= Joaquín Galvez Naranjo =

Chilean philatelist

Joaquín Rafael Gálvez Naranjo (10 May 1902 – c. 1976 or 1977) was a Chilean philatelist. In 1965, he was awarded the Crawford Medal by the Royal Philatelic Society London for his work Los primeros sellos de Chile 1853 a 1867. At the time it was published, this book was the first significant work on the philately of Chile since 1919. The book was reprinted by Postilion Publications in the 1990s with an errata sheet and a prologue by Álvaro Bonilla Lara.

At the España 75 stamp exhibition, Galvez Naranjo won the Grand Prix d'Honneur for his entry "Chile".
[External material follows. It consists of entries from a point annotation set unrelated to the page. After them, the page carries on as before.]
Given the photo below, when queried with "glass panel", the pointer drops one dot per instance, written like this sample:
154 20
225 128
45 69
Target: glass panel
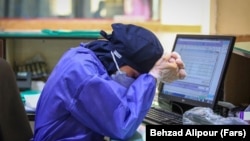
104 9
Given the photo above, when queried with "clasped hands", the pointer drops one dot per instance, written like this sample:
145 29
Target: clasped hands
169 68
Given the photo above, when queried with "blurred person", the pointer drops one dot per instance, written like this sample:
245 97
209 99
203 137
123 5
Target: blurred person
104 88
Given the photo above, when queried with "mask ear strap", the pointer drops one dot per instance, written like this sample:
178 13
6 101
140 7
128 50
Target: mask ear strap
116 64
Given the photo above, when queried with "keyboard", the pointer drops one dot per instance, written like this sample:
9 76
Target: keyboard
157 116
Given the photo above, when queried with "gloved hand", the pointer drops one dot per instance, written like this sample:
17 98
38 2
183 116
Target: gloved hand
169 68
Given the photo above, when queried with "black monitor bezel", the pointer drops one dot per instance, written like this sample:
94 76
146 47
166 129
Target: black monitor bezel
219 91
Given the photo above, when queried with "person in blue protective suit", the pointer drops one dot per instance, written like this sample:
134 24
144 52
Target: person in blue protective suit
104 87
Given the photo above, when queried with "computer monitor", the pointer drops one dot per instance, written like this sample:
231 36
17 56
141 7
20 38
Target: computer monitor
206 58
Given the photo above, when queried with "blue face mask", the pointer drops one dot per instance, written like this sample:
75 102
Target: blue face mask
121 77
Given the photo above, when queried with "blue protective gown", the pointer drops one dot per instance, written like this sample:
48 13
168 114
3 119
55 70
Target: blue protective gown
81 102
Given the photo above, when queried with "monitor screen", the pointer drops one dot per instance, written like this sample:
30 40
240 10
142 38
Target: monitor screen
206 58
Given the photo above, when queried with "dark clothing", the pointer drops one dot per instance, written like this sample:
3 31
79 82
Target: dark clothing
14 123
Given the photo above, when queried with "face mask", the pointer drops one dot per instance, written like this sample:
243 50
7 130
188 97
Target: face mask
121 77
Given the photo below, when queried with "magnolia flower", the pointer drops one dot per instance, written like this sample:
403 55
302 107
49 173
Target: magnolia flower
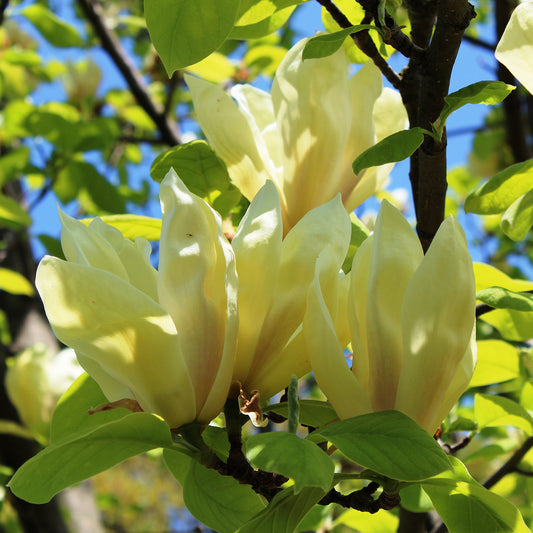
411 320
274 277
515 49
35 380
164 339
305 135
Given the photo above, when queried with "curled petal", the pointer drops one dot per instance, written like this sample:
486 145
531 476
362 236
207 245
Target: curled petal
437 323
130 336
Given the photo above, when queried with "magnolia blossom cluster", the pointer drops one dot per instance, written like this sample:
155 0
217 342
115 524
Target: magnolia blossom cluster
219 318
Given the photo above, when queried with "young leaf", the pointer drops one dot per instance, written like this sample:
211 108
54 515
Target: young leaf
204 173
284 512
501 298
495 411
466 506
482 92
220 502
518 219
15 283
285 453
72 460
388 442
56 31
185 32
498 193
395 147
133 226
327 44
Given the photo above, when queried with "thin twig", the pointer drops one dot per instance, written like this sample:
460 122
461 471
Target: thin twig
112 46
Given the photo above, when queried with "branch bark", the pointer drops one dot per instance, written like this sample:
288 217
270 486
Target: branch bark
111 44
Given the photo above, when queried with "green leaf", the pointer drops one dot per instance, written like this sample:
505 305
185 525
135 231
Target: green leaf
314 413
482 92
289 455
184 32
56 31
220 502
327 44
284 512
501 298
204 173
498 193
495 411
518 219
497 361
15 283
133 226
395 147
12 214
465 506
74 459
389 443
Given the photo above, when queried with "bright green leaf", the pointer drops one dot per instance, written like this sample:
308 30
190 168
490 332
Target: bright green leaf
388 442
56 31
72 460
184 32
495 411
314 413
289 455
284 512
482 92
220 502
133 226
518 219
15 283
501 298
499 192
465 506
204 173
497 361
395 147
327 44
12 214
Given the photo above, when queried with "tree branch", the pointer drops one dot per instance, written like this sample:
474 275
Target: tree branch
112 46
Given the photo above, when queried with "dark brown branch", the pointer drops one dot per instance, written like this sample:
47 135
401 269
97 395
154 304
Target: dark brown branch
112 46
364 42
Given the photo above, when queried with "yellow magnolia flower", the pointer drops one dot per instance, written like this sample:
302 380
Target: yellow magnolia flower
35 380
515 49
165 339
305 135
274 277
411 320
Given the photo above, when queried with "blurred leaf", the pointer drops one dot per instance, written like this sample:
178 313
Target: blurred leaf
12 214
289 455
518 219
56 31
185 32
133 226
81 456
220 502
466 506
327 44
495 411
389 443
15 283
204 173
314 413
482 92
497 361
284 512
395 147
499 192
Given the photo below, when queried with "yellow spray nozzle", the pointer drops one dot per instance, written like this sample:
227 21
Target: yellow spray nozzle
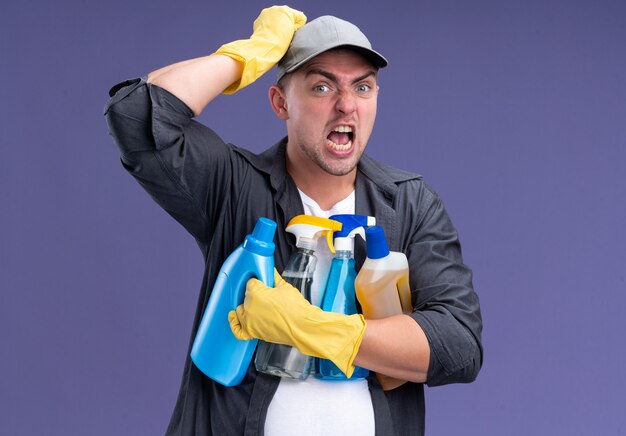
313 227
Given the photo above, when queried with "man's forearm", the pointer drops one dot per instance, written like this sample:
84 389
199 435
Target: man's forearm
395 346
198 81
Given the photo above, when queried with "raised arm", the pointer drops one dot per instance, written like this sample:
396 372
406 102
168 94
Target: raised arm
234 65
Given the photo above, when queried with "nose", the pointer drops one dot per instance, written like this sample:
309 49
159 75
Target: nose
346 102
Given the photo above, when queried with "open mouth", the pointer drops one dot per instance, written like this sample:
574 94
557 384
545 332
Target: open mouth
340 138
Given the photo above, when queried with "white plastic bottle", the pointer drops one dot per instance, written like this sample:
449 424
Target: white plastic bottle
382 286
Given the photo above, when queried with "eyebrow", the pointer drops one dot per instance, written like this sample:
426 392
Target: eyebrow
333 78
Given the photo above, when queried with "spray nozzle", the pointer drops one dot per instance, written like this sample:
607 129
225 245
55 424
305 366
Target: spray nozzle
307 229
352 225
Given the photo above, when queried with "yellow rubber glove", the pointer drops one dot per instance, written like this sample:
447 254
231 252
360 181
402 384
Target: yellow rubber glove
272 33
283 316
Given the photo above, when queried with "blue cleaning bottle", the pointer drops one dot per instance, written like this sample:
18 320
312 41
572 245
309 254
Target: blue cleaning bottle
216 351
339 295
283 360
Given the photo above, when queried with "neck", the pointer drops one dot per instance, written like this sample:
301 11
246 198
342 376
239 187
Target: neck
326 189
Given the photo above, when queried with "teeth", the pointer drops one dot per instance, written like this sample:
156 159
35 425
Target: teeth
343 129
339 147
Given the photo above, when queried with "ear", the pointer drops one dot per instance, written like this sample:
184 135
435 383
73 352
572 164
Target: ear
278 102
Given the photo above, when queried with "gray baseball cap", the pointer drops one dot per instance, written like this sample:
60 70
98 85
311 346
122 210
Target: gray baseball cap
322 34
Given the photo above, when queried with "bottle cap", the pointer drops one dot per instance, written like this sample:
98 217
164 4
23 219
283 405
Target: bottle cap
376 242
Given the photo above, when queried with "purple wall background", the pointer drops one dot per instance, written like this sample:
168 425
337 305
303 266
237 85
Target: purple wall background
515 111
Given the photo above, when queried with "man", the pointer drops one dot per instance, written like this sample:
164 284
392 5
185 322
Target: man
327 96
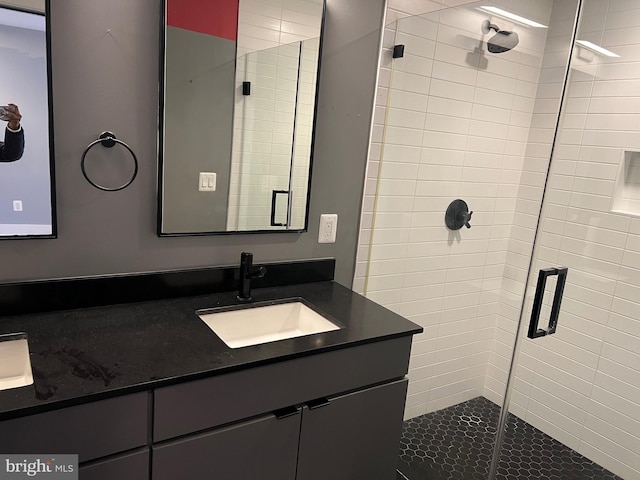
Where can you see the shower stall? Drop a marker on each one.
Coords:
(522, 120)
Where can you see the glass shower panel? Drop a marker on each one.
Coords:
(264, 128)
(575, 399)
(462, 122)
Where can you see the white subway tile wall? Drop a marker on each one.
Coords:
(448, 125)
(455, 120)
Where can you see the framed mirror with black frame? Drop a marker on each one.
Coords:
(27, 181)
(237, 115)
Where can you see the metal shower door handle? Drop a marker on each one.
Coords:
(534, 331)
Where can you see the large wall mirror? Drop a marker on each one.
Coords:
(237, 114)
(27, 201)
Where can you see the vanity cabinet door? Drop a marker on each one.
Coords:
(354, 436)
(263, 448)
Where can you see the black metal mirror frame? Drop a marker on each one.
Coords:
(161, 128)
(54, 225)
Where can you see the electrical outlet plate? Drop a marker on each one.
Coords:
(207, 182)
(328, 228)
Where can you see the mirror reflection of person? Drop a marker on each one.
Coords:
(13, 146)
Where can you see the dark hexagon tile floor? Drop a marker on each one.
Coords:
(456, 444)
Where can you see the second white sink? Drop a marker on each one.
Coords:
(255, 325)
(15, 364)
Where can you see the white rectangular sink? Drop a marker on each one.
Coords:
(15, 364)
(255, 325)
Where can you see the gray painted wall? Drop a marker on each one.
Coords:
(105, 56)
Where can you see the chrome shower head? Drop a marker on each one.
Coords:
(502, 41)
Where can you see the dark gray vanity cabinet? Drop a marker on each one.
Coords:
(128, 466)
(344, 419)
(92, 430)
(353, 436)
(260, 448)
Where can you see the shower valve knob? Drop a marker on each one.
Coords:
(467, 218)
(457, 215)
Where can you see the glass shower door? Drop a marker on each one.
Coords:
(574, 401)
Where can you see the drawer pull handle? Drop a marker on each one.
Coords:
(318, 403)
(286, 412)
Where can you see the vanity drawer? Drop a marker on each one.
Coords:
(128, 466)
(92, 430)
(201, 404)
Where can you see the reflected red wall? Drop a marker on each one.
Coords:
(212, 17)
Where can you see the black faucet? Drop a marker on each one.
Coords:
(247, 273)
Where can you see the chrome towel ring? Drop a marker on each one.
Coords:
(108, 139)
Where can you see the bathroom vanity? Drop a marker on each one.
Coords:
(146, 390)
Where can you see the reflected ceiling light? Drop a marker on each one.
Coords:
(597, 48)
(512, 16)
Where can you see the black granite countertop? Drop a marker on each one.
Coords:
(87, 354)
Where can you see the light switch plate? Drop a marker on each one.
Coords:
(328, 228)
(207, 182)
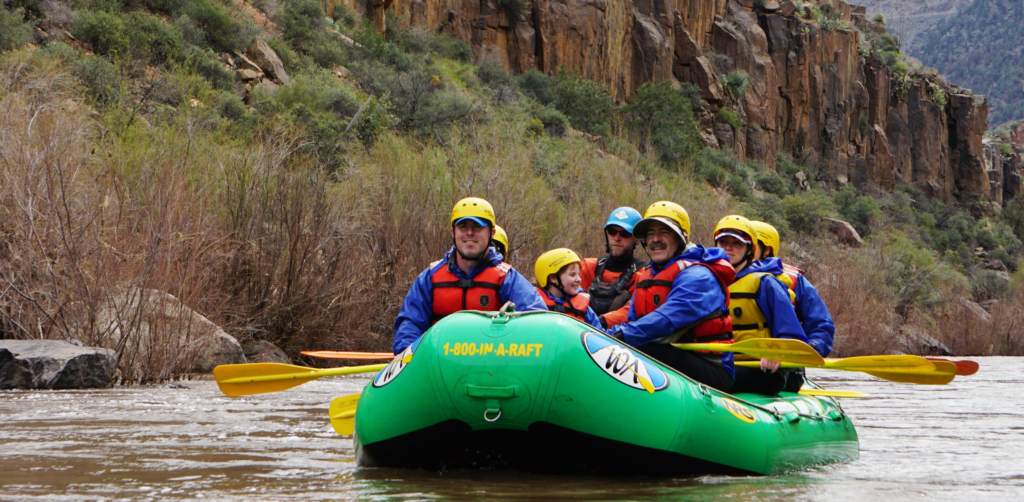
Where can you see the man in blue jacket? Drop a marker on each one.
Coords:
(471, 277)
(760, 304)
(680, 297)
(811, 309)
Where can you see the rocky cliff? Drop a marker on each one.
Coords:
(813, 96)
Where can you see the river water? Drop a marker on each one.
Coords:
(185, 441)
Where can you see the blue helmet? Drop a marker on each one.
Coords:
(625, 217)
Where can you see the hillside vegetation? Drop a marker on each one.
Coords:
(300, 212)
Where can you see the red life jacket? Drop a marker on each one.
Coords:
(480, 293)
(652, 290)
(794, 274)
(577, 306)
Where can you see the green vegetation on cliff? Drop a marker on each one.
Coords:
(980, 48)
(299, 213)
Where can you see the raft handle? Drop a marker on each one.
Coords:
(493, 407)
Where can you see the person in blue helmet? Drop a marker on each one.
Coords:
(680, 297)
(811, 309)
(760, 304)
(610, 280)
(471, 277)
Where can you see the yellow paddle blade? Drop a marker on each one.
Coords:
(820, 392)
(935, 378)
(782, 349)
(342, 413)
(258, 378)
(889, 364)
(347, 354)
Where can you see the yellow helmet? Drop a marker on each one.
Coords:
(475, 208)
(768, 236)
(502, 238)
(738, 227)
(549, 263)
(669, 213)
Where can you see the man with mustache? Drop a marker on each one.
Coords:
(811, 309)
(610, 280)
(471, 277)
(680, 297)
(760, 304)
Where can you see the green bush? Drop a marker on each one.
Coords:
(102, 31)
(153, 39)
(555, 122)
(804, 212)
(664, 119)
(302, 25)
(223, 33)
(204, 63)
(443, 108)
(736, 83)
(731, 118)
(14, 31)
(586, 102)
(769, 181)
(99, 78)
(538, 85)
(494, 74)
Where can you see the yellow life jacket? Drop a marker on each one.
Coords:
(748, 321)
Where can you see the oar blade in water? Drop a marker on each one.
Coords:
(821, 392)
(347, 354)
(342, 413)
(964, 367)
(782, 349)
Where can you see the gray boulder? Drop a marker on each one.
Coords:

His collection was sold by Corinphila in Switzerland in 1979.

He was born in La Serena, Chile. His father, Isidoro Gálvez Esquivel, was a lawyer and civil servant.

==Selected publications==
- Los primeros sellos de Chile, 1853 a 1867. Santiago de Chile, 1964. In Spanish, English and French. Limited edition of 300 copies.
- "Postal markings from the colonial and the Republic Post Offices up to 1867" in Collectors Club Philatelist, November 1966.
- "1928-36 Surcharged air mail issues" in Aero Philatelist Annals, Vol. 17, No. 4, 1970.